Милая моя Голландия. Ты помнишь, как я лобзал тебя в твои холодные обветренные губы? Я оставляю тебе, по крайней мере, дюжину из подаренной мне Временем тысячи жизней!
Глава двадцать шестая
Мои трудные, но светлые отношения с Парижем
Моя французская часть жизни полна детскими восторгами и незрелыми падениями, шквальными ветрами эмоций и проливными мыслями… Моя французская жизнь явилась ко мне, как давно ожидаемая незнакомка, развязно разложив свои изящные предметы обихода по столам и подоконниками и внятно прошептав мне на ухо: Jet'aime beaucoup! Jet'aime! Jet'aime [41]! То была моя старенькая бабушка, пытавшаяся привить мне любовь к этому языку, а следовательно, и образу мысли. Ведь образ мысли неразрывно следует за языком. Говоря по-немецки, неизбежно начинаешь критически подходить к соринкам на скатерти, говоря по-французски – впадаешь в легкое головокружение, причиняемое беспокойным вольнодумством и стремлением к необузданной свободе нравов.

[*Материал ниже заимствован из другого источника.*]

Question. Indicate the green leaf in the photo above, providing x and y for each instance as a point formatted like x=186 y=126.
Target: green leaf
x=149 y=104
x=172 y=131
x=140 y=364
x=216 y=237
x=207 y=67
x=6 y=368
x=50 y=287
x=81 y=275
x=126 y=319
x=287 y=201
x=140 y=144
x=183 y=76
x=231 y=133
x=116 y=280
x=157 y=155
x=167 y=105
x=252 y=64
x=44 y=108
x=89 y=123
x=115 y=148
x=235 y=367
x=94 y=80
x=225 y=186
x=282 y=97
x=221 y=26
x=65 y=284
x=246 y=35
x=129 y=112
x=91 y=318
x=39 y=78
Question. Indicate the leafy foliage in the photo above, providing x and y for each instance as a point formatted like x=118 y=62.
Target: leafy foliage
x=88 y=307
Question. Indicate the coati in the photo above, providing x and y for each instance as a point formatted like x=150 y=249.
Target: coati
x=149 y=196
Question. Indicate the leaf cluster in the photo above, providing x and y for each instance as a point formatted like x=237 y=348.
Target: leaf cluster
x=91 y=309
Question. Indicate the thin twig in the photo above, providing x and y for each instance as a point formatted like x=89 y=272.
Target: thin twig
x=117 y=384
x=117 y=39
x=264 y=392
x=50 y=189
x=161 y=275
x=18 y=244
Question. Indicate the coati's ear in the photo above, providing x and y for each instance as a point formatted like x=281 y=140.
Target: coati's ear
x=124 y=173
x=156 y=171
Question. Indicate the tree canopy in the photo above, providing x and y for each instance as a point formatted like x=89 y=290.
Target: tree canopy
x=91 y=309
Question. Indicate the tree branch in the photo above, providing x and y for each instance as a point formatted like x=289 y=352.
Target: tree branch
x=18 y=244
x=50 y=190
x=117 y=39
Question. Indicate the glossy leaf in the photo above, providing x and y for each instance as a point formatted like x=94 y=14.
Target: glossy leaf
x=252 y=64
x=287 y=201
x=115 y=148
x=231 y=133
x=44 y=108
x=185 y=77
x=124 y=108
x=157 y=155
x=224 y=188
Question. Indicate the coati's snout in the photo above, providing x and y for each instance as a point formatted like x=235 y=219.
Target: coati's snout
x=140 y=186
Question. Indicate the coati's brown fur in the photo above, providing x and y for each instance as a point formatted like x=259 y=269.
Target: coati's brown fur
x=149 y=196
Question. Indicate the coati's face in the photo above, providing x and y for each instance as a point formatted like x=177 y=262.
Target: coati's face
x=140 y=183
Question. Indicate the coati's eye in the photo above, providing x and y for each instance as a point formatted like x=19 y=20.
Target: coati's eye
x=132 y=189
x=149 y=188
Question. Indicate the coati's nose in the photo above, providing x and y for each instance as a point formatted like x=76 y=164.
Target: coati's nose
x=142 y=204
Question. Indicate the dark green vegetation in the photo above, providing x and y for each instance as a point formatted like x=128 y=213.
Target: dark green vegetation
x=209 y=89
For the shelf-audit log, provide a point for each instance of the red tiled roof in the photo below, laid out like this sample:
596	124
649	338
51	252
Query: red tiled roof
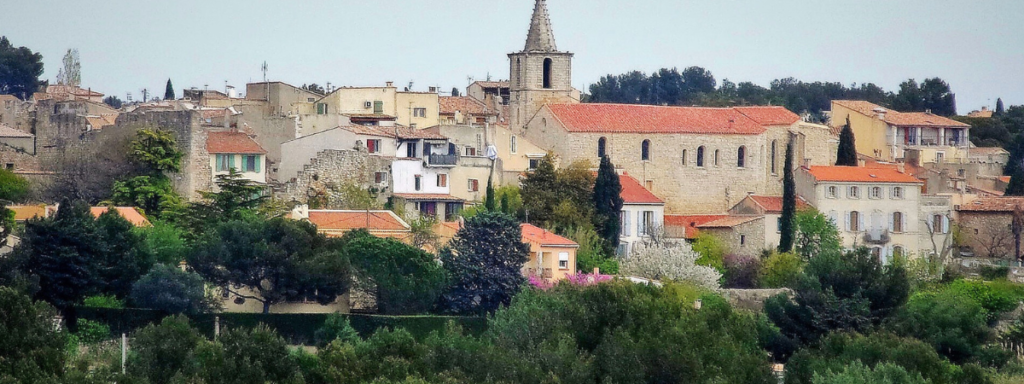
653	119
231	142
534	233
633	193
689	222
773	204
345	220
428	197
859	174
993	205
899	118
129	213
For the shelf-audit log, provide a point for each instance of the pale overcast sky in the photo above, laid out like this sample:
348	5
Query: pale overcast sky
976	45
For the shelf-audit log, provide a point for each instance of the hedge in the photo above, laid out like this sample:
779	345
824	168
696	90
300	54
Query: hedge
296	328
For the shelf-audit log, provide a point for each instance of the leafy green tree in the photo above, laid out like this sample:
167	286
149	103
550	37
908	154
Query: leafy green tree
160	352
169	91
31	349
607	203
847	154
406	280
12	187
788	204
20	70
271	261
169	289
483	262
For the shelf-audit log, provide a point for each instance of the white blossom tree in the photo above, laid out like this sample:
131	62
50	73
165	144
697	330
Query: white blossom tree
673	261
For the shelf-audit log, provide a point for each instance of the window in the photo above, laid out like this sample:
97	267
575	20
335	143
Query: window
832	192
250	163
547	73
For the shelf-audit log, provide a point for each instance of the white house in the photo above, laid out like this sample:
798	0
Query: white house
878	208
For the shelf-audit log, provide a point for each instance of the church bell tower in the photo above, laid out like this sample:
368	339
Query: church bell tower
540	74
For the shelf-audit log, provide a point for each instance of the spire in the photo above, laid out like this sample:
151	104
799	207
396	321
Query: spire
540	37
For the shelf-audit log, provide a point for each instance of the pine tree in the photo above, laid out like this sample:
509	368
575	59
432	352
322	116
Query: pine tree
169	91
847	154
788	203
607	203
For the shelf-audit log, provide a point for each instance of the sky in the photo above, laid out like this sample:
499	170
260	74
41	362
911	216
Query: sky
125	46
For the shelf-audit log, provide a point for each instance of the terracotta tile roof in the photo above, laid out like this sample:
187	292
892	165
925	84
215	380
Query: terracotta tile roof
428	197
859	174
346	220
633	193
688	223
993	205
773	204
231	142
129	213
464	104
653	119
728	221
899	118
536	235
7	131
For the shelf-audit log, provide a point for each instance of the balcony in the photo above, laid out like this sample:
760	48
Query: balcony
442	160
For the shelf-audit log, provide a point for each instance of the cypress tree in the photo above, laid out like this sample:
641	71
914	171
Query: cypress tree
169	91
847	154
607	203
788	203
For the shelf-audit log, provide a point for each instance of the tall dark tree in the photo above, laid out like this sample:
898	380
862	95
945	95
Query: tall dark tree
19	70
484	262
607	203
788	218
169	91
847	154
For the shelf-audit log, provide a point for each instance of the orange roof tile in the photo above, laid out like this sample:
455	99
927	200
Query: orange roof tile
633	193
654	119
689	222
129	213
859	174
534	233
993	205
231	142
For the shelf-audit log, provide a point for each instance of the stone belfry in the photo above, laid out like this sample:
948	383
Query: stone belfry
540	74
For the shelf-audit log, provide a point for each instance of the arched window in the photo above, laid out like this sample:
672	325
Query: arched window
773	145
547	73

Трудно избежать пошлости, крошащейся под пальцами критики, говоря о французской части моей жизни. Но я плевал на критику, и не по идейным соображениям, а от общего снисходительного отношения к человечеству, ибо большая часть его представителей вызывает у меня жгучее чувство стыда, небольшая часть – страх, и лишь малая микроскопическая толика – уважение.
К какой части человечества я отношу себя самого? Увы, это сложный вопрос, ибо я испытываю к себе все эти три чувства без исключения: мне стыдно за себя, я себя боюсь, но, как ни странно, в последнее время я себя и уважаю… Потому что как можно не уважать человека, который, понимая вполне всю ничтожность человеческого существования, пытается найти в нем иллюзию успокоения и величия, сладкое марево расхолаживающего презрения к смерти… «Честь безумцу, который навеет человечеству сон золотой»…
Свою долю вольнодумия я, безусловно, почерпнул у французов, конечно, не у тех, которые зажимают сдачу в аэропорту, а у негодяя Вольтера и насупленного Руссо… Они меня и научили черт знает чему, но если б не они, да и, конечно, еще мой милый друг Декарт, я был бы вовсе растоптан немецкими философами, которые прут, ничего не видя, и чьи начищенные до блеска башмаки с тяжелыми подошвами практической логики, неопровержимой, а потому в корне неверной, растоптали уже не одно поколение молодых доверчивых душ…
41
Я тебя очень люблю! Я тебя люблю! Я тебя люблю! (фр.)